Brilliance of John Irving

When examining why prose works, it’s often useful to think why similar attempts don’t work. Think how boring this opening would have been if Irving merely wanted to establish the narrator’s voice and tell a few facts about Owen Meany.

I recall a boy with a wrecked voice. He was the smallest person I ever knew, and yet he was also the instrument of my mother’s death. I believe in God because of Owen Meany.

I could see many people starting their novels this way. Without comparison, it might seem fine. It still establishes a point of view. It still lists some traits of Owen Meany. It still raises many of the same questions.

But it lacks some extremely important points. There’s no dramatic tension. The questions feel easily answerable in this form.

I could see myself saying, “Eh. Some boy killed this guy’s mother. He now believes in God. I guess I’ll find out what happened soon enough.”

These are serious matters, but the prose doesn’t feel serious. It almost has a comical tone in this form because, one, it lacks the word “doomed,” but two, because the juxtaposition of these sentiments is such a sudden and stark contrast with no build-up.

Voice

Seeing these fake several sentences also brings up another point. It isn’t the right voice for the narrator.
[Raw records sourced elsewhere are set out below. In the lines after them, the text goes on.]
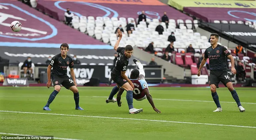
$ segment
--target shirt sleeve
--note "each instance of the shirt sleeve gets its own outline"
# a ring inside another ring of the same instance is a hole
[[[227,57],[230,55],[230,53],[229,53],[228,50],[227,49],[227,48],[223,47],[222,49],[222,51],[223,51],[223,54],[225,55],[226,57]]]
[[[204,58],[209,58],[209,57],[208,57],[208,52],[207,52],[207,49],[206,49],[205,50],[205,51],[204,52]]]
[[[51,60],[51,61],[50,62],[50,65],[52,66],[53,66],[53,65],[54,63],[55,63],[55,57],[52,57],[52,60]]]
[[[117,48],[117,49],[116,49],[116,52],[117,52],[118,53],[120,53],[122,51],[124,50],[124,47],[119,47]]]
[[[68,64],[68,66],[69,66],[70,68],[74,68],[74,61],[73,61],[72,59],[71,59],[70,61],[69,62],[69,64]]]
[[[141,85],[141,87],[142,88],[142,89],[148,88],[148,83],[146,80],[144,79],[140,79],[139,80],[139,82],[140,83],[140,85]]]

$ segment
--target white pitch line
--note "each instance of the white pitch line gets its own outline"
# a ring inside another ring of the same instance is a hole
[[[98,97],[98,98],[108,98],[108,97],[105,97],[105,96],[92,96],[93,97]],[[182,100],[182,99],[156,99],[153,98],[153,100],[167,100],[167,101],[190,101],[190,102],[214,102],[213,101],[201,101],[201,100]],[[236,102],[220,102],[220,103],[236,103]],[[241,102],[242,104],[256,104],[256,103],[242,103]]]
[[[32,112],[28,112],[13,111],[7,111],[7,110],[0,110],[0,112],[13,112],[13,113],[27,113],[27,114],[44,114],[54,115],[60,115],[60,116],[81,116],[81,117],[84,117],[112,118],[112,119],[120,119],[120,120],[143,120],[143,121],[151,121],[151,122],[172,122],[172,123],[182,123],[182,124],[202,124],[202,125],[214,125],[214,126],[231,126],[231,127],[244,127],[244,128],[256,128],[256,127],[255,126],[243,126],[233,125],[218,124],[208,124],[208,123],[197,123],[197,122],[176,122],[176,121],[168,121],[168,120],[147,120],[147,119],[138,119],[138,118],[132,118],[110,117],[106,117],[106,116],[94,116],[69,115],[69,114],[62,114]],[[69,139],[69,140],[72,140],[74,139]]]
[[[24,135],[23,134],[12,134],[12,133],[2,133],[0,132],[0,134],[3,134],[4,135],[14,135],[14,136],[34,136],[32,135]],[[42,135],[41,136],[43,136]],[[73,139],[72,138],[57,138],[57,137],[53,137],[54,139],[57,139],[57,140],[82,140],[79,139]]]

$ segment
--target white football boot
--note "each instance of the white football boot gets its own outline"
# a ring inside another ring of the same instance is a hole
[[[222,112],[222,108],[221,107],[218,107],[216,109],[216,110],[213,111],[213,112]]]
[[[116,102],[116,101],[117,100],[116,100],[116,98],[113,98],[112,100],[110,100],[110,99],[108,99],[108,98],[106,100],[106,103],[110,103],[110,102],[115,103],[115,102]]]
[[[243,106],[242,106],[241,105],[238,106],[238,108],[239,108],[239,110],[241,112],[245,111],[245,109],[244,109],[244,108],[243,108]]]
[[[136,109],[135,108],[132,108],[129,110],[129,113],[130,114],[137,114],[141,112],[143,112],[143,109]]]

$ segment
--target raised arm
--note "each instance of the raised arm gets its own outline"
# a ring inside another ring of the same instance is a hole
[[[115,45],[114,46],[114,49],[116,51],[116,49],[118,47],[118,45],[119,45],[119,43],[120,43],[120,41],[121,41],[121,39],[122,39],[122,37],[123,35],[122,34],[122,32],[121,30],[120,30],[120,29],[118,29],[117,30],[117,32],[118,33],[118,35],[119,36],[119,38],[117,40],[115,44]]]

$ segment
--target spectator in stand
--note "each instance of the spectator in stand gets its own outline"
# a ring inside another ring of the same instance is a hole
[[[187,53],[195,53],[195,49],[192,47],[192,44],[190,44],[187,48]]]
[[[139,15],[139,19],[138,21],[138,24],[140,24],[140,22],[141,21],[146,22],[146,16],[145,15],[145,11],[142,11],[142,13]]]
[[[170,61],[171,60],[171,57],[169,56],[168,53],[169,53],[169,52],[166,51],[162,57],[162,59],[168,61]]]
[[[236,54],[236,56],[238,56],[238,54],[239,53],[244,53],[244,55],[245,55],[245,53],[244,51],[244,49],[243,48],[243,46],[241,46],[241,45],[239,44],[238,46],[237,46],[236,47],[236,49],[234,51],[234,53]]]
[[[168,28],[168,26],[169,25],[169,18],[167,16],[166,16],[166,12],[164,12],[164,16],[162,17],[162,22],[165,23],[166,25],[166,28]]]
[[[162,35],[164,31],[164,27],[161,25],[162,22],[159,21],[159,25],[158,25],[156,28],[156,31],[158,32],[160,35]]]
[[[47,65],[50,64],[50,62],[51,62],[51,60],[52,60],[52,57],[50,56],[49,56],[48,57],[48,59],[47,59],[47,60],[46,60],[46,61],[45,61],[45,63]]]
[[[66,23],[65,24],[69,26],[70,24],[70,22],[72,21],[73,19],[72,17],[74,16],[74,14],[71,13],[69,11],[69,8],[67,8],[67,11],[64,14],[65,18],[66,18]]]
[[[149,65],[154,65],[154,66],[157,66],[157,63],[156,62],[155,62],[155,58],[152,57],[151,58],[151,61],[149,62],[148,63]]]
[[[30,77],[33,77],[33,68],[32,68],[32,61],[31,57],[28,57],[28,58],[24,61],[23,65],[21,66],[21,69],[24,70],[24,77],[26,77],[27,74],[27,71],[28,70],[29,73],[30,74]]]
[[[76,55],[74,55],[74,57],[73,57],[73,61],[74,61],[74,64],[79,64],[81,63],[81,62],[79,61],[79,60],[78,59],[76,58]]]
[[[152,42],[148,45],[145,49],[145,51],[149,52],[150,53],[154,53],[155,50],[154,50],[154,42]]]
[[[244,81],[245,79],[245,71],[242,62],[238,62],[237,65],[236,67],[236,80],[240,81],[239,78],[242,78],[242,81]]]
[[[132,31],[134,30],[134,23],[133,20],[132,20],[131,23],[126,26],[126,31],[128,33],[128,35],[132,33]]]
[[[120,24],[120,25],[119,25],[119,27],[118,27],[116,29],[116,31],[115,31],[115,34],[116,34],[116,36],[118,37],[118,33],[117,32],[117,30],[118,30],[118,29],[120,29],[120,30],[121,30],[121,32],[122,32],[122,33],[124,33],[124,29],[123,29],[123,28],[122,27],[122,25]]]
[[[256,64],[256,54],[254,54],[254,57],[252,58],[252,63]]]
[[[176,39],[175,38],[175,36],[174,36],[174,33],[172,32],[172,34],[171,35],[169,35],[168,37],[168,41],[174,42],[176,41]]]
[[[165,51],[172,53],[174,51],[174,47],[173,46],[173,42],[171,42],[171,43],[168,45],[167,47],[165,49]]]

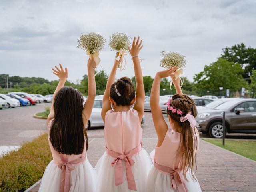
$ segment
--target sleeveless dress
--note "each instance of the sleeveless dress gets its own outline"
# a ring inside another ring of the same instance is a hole
[[[194,155],[198,150],[199,137],[194,128]],[[181,170],[182,161],[176,158],[180,142],[180,134],[169,128],[160,147],[155,149],[154,166],[147,178],[145,191],[147,192],[200,192],[198,181],[191,176],[191,170],[186,173]],[[154,156],[154,155],[152,155]]]
[[[49,136],[52,122],[48,127],[48,141],[53,160],[47,166],[42,179],[39,192],[95,192],[96,173],[87,159],[86,140],[84,151],[79,155],[60,154],[56,151]]]
[[[97,192],[144,191],[152,162],[142,148],[142,132],[136,110],[107,112],[106,152],[95,166]]]

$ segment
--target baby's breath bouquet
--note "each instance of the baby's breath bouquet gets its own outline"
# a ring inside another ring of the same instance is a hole
[[[169,69],[172,67],[177,67],[178,69],[176,70],[174,76],[175,79],[178,78],[180,78],[182,87],[183,84],[183,77],[182,79],[180,77],[183,74],[183,68],[185,67],[185,64],[187,62],[185,60],[185,56],[180,55],[177,52],[171,52],[166,54],[165,51],[162,52],[161,55],[163,58],[160,62],[160,66],[165,68],[166,69]],[[171,78],[170,84],[170,87],[172,89],[171,86],[172,84],[172,80]]]
[[[118,53],[118,56],[116,58],[116,60],[119,61],[121,56],[123,56],[125,64],[124,67],[122,67],[122,61],[118,65],[118,68],[120,68],[120,71],[125,69],[126,66],[126,60],[124,56],[127,54],[127,51],[128,50],[128,47],[131,45],[130,39],[131,38],[128,36],[126,34],[116,33],[111,36],[109,40],[109,45],[111,50],[116,51]]]
[[[87,55],[92,57],[96,64],[96,71],[98,71],[98,64],[100,62],[99,57],[100,51],[103,48],[104,44],[106,42],[105,39],[101,35],[95,33],[90,33],[86,34],[82,34],[80,38],[78,40],[78,44],[77,48],[80,48],[86,52]]]

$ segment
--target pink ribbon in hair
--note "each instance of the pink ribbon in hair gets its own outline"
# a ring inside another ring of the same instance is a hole
[[[184,117],[180,117],[180,120],[182,122],[184,122],[185,121],[188,120],[188,122],[190,124],[191,127],[193,128],[197,124],[195,118],[193,116],[191,115],[191,112],[189,112],[186,115],[186,116]]]

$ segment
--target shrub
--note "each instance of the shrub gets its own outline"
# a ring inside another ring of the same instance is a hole
[[[52,159],[46,133],[0,158],[0,192],[24,191],[42,177]]]

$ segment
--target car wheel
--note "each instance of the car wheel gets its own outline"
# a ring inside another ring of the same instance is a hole
[[[223,136],[222,124],[220,122],[216,122],[212,124],[209,129],[209,134],[213,138],[222,138]]]
[[[88,121],[87,122],[87,127],[86,127],[86,129],[87,130],[89,130],[90,128],[91,128],[91,123],[90,121]]]

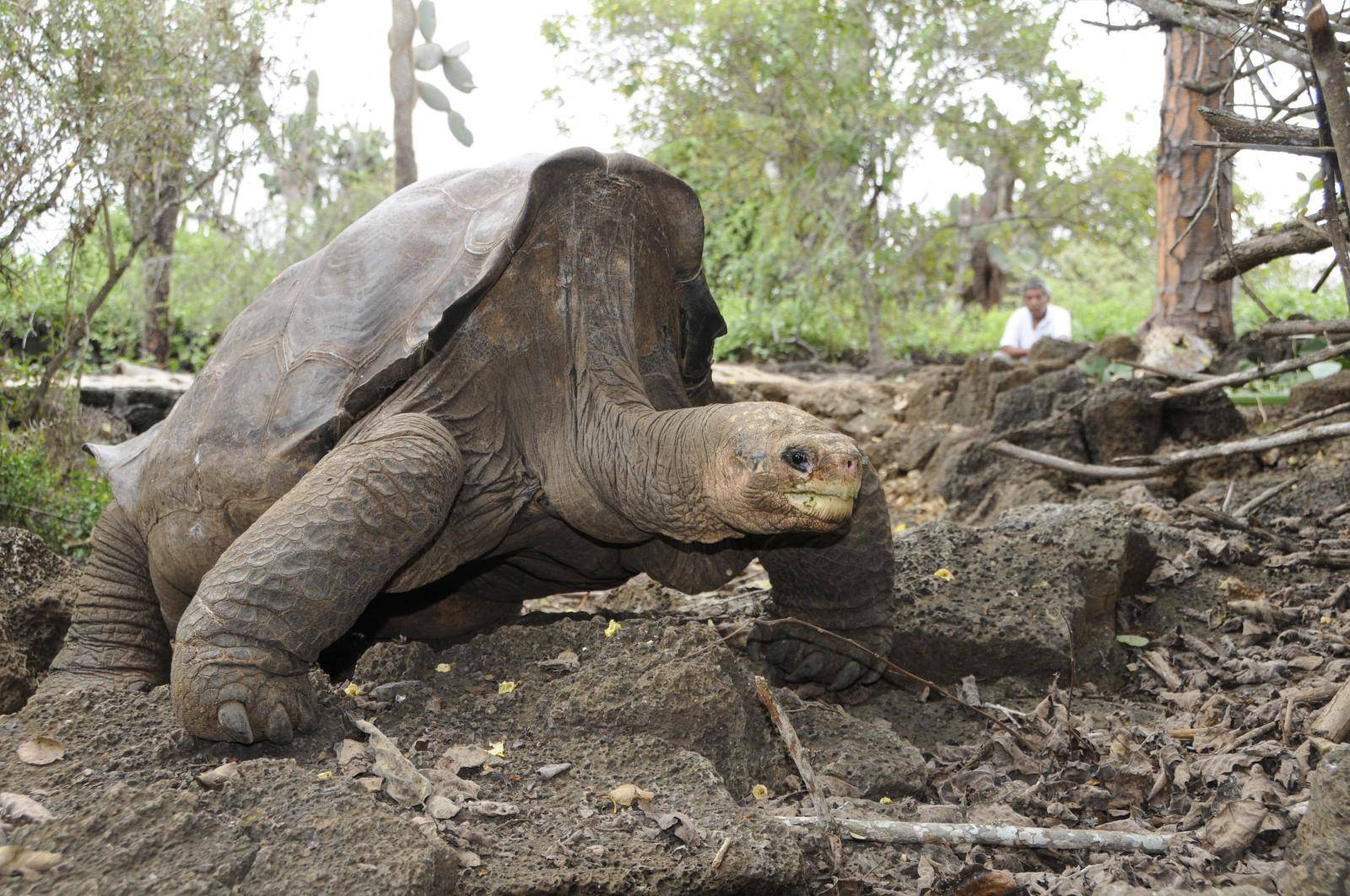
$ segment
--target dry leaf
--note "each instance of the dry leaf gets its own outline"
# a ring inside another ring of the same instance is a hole
[[[571,650],[563,650],[552,660],[540,660],[535,665],[541,669],[552,669],[556,672],[575,672],[582,668],[580,659]]]
[[[459,775],[459,772],[466,768],[482,768],[493,758],[493,753],[489,753],[481,746],[452,746],[440,754],[440,758],[436,760],[436,768],[447,769]]]
[[[408,761],[394,742],[364,719],[356,719],[356,727],[370,735],[370,746],[375,753],[375,775],[385,779],[385,791],[402,807],[421,806],[431,796],[431,781]]]
[[[656,793],[644,791],[637,784],[620,784],[609,792],[609,799],[614,806],[632,806],[634,802],[651,803]]]
[[[23,793],[0,793],[0,822],[42,824],[51,820],[42,803]]]
[[[42,872],[61,864],[61,853],[45,853],[40,849],[23,846],[0,846],[0,877],[23,874],[24,880],[35,880]]]
[[[225,762],[224,765],[217,765],[209,772],[202,772],[196,777],[196,780],[197,784],[208,791],[219,791],[236,777],[239,777],[239,762]]]
[[[51,765],[65,754],[65,745],[54,737],[35,737],[19,745],[19,758],[28,765]]]

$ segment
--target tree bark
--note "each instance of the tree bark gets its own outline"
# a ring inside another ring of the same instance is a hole
[[[1204,97],[1183,82],[1230,77],[1233,47],[1177,27],[1168,30],[1166,40],[1156,171],[1158,291],[1148,325],[1180,327],[1222,348],[1233,340],[1233,285],[1206,281],[1203,269],[1224,255],[1231,237],[1233,165],[1214,148],[1193,146],[1216,135],[1200,115]],[[1224,101],[1231,101],[1231,88]]]
[[[413,74],[413,30],[417,15],[412,0],[392,0],[393,26],[389,28],[389,90],[394,94],[394,189],[417,179],[413,154],[413,107],[417,80]]]
[[[1233,247],[1233,252],[1222,252],[1204,266],[1200,277],[1207,281],[1224,281],[1253,267],[1260,267],[1285,255],[1316,252],[1331,246],[1331,237],[1324,231],[1316,231],[1293,221],[1257,233]]]

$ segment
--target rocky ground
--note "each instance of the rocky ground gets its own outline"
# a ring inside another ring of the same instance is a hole
[[[1350,748],[1315,726],[1350,673],[1336,568],[1350,445],[1114,484],[990,452],[999,437],[1108,463],[1278,422],[1222,398],[1152,402],[1157,381],[1102,386],[1084,368],[1130,347],[1085,348],[887,376],[717,371],[729,398],[790,401],[857,439],[891,498],[891,659],[927,681],[892,672],[841,698],[775,688],[815,793],[756,699],[768,669],[742,650],[768,599],[756,565],[705,595],[639,579],[535,602],[441,652],[369,646],[315,672],[319,731],[242,748],[184,735],[166,688],[24,704],[72,569],[5,530],[0,885],[1343,893]],[[1304,390],[1285,416],[1343,387]],[[1241,525],[1196,513],[1220,507]],[[834,843],[782,820],[817,815],[817,799],[864,822],[1157,833],[1170,846]]]

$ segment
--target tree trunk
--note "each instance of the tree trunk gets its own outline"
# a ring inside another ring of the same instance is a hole
[[[154,221],[150,224],[147,252],[143,256],[146,277],[146,327],[140,347],[163,367],[169,360],[169,286],[173,274],[173,243],[178,235],[178,209],[182,206],[181,177],[167,175],[151,200]]]
[[[1222,348],[1233,340],[1233,282],[1206,281],[1203,271],[1224,255],[1231,242],[1233,163],[1220,163],[1218,150],[1193,144],[1214,140],[1216,134],[1200,115],[1206,96],[1183,84],[1227,80],[1233,74],[1233,46],[1177,27],[1168,30],[1166,39],[1156,174],[1158,291],[1145,327],[1180,327]],[[1223,105],[1231,100],[1230,88]]]
[[[995,219],[1013,213],[1015,184],[1017,175],[1008,170],[1002,158],[992,159],[986,167],[984,196],[980,197],[980,208],[973,221],[979,236],[971,246],[971,281],[961,290],[961,301],[967,305],[977,304],[988,310],[998,308],[1003,301],[1007,273],[990,252],[988,231]]]
[[[412,0],[393,0],[393,26],[389,28],[389,89],[394,94],[396,190],[417,179],[417,157],[413,155],[413,107],[417,104],[417,80],[413,76],[416,27],[417,15]]]

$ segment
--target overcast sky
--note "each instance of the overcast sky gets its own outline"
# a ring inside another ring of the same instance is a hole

The narrator of this novel used an extremely complicated sentence structure: full clause, em dash, three negative clauses separated by commas building to a positive clause, semicolon, full clause clarification.

We’ll later find out that the narrator is an English teacher (and maybe writer? It’s been 15 years since I read this), but the astute reader will already have ascertained a linguistic sophistication and high education level for the narrator.

The clunky sentences I wrote give none of this voice or information.

Who knew one sentence could contain so much?